Ziegler & Company was the first company to produce handmade Persian carpets while catering to European tastes and needs – even accepting designs from Western retailers. What are considered as ‘Iranian’ patterns in carpets were “often affected by European imperialism and process of globalization”.
Kimia Maleki has described how Ziegler was “instrumental in shaping how rugs would be produced in Iran and what rugs would be woven in Sultan-Abad [their head-quarter] for the next fifty years”. The rise and decline of Ziegler is described as demonstrating “how the complex workings of globalization and European imperialism in Iran affected the conception, production, and circulation of the Persian carpet locally and internationally”.
Eventually Ziegler & Company eventually controlled some 2,500 looms, contracting weavers to use yarns that had been prepared in the firm’s own dye house at Kala, to better maintain quality control.

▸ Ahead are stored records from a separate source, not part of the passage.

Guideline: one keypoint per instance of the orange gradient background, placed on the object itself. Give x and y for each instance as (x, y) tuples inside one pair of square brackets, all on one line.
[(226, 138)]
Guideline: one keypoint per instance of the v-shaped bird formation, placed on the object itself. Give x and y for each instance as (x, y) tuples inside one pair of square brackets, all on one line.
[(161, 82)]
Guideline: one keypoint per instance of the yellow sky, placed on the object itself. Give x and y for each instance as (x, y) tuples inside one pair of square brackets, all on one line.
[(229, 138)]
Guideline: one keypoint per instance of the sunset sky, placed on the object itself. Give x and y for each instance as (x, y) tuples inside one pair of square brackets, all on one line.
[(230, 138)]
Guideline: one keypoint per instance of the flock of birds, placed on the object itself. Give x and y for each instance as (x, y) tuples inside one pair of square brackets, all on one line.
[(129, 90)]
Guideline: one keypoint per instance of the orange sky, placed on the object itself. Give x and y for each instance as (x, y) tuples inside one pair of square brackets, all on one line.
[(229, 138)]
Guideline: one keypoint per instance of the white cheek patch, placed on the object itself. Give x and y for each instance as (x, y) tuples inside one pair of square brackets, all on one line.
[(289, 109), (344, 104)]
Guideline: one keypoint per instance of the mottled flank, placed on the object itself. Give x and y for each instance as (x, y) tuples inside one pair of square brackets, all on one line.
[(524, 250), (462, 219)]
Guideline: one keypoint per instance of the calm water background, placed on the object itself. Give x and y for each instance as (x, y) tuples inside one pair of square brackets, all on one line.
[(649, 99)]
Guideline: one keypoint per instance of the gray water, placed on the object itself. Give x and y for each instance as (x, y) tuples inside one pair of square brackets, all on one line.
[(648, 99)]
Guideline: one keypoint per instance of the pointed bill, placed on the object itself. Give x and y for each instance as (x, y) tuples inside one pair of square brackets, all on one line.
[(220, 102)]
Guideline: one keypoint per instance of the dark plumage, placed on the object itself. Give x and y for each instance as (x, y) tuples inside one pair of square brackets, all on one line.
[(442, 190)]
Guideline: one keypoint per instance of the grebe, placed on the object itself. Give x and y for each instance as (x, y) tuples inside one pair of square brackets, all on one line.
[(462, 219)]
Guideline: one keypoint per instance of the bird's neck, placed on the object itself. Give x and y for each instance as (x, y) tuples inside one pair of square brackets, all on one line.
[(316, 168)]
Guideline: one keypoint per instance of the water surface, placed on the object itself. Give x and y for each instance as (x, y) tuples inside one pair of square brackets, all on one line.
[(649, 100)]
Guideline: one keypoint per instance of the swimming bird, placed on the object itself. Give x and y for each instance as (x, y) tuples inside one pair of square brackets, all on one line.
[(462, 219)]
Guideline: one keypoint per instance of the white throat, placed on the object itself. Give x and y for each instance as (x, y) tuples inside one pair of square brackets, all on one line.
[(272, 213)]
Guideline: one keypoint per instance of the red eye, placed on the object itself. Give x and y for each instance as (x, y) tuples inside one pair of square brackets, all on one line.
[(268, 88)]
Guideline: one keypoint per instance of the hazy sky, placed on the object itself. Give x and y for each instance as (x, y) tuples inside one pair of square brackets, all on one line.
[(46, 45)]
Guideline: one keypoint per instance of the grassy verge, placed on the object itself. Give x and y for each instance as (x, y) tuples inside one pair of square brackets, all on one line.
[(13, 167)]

Carpet manufacturers like Ziegler wove “inexpensive carpets of low quality and cheap coloration due to the use of chemically-unsuitable ink colors, which were suitable for European and American markets”. Economic profitability was prioritised over quality. The companies involved included:
- The English- Swiss corporation, Ziegler & Company: initially established in Tabriz (1878) and then moved to Arak (Sultan-Abad).
- The Italian-English Company known as Near Co. Casteli Brothers.
Eastern Rug Trading Co. New York: established by international investers from England, Italy, Russia and Germany. - Oriental carpet manufacturing of London. (O.C.M): an English- Greek company in Kerman, Iran.
- Other exporting companies such as Tavshanchian Atie
Ziegler was liquidated in 1934, following huge financial problems during the First World War: “not only did Russian and German troops pillage Ziegler’s assets and holdings, but [there was] a delay in carpet transportation in the Persian Gulf … Robbery and pillage intensified when Russian, German and Turkish troops invaded Iran during World War I. Ziegler wrote letters of complaint to the British Embassy in Iran to request indemnity of the robbery and damage to its property… the complaints were left unanswered and ultimately the company was liquidated in 1934”.
Despite this, the particular colouring, design and motifs of Ziegler carpets lived on. The carpets continued to be produced by other companies according to European tastes, and are now highly valued in Western markets.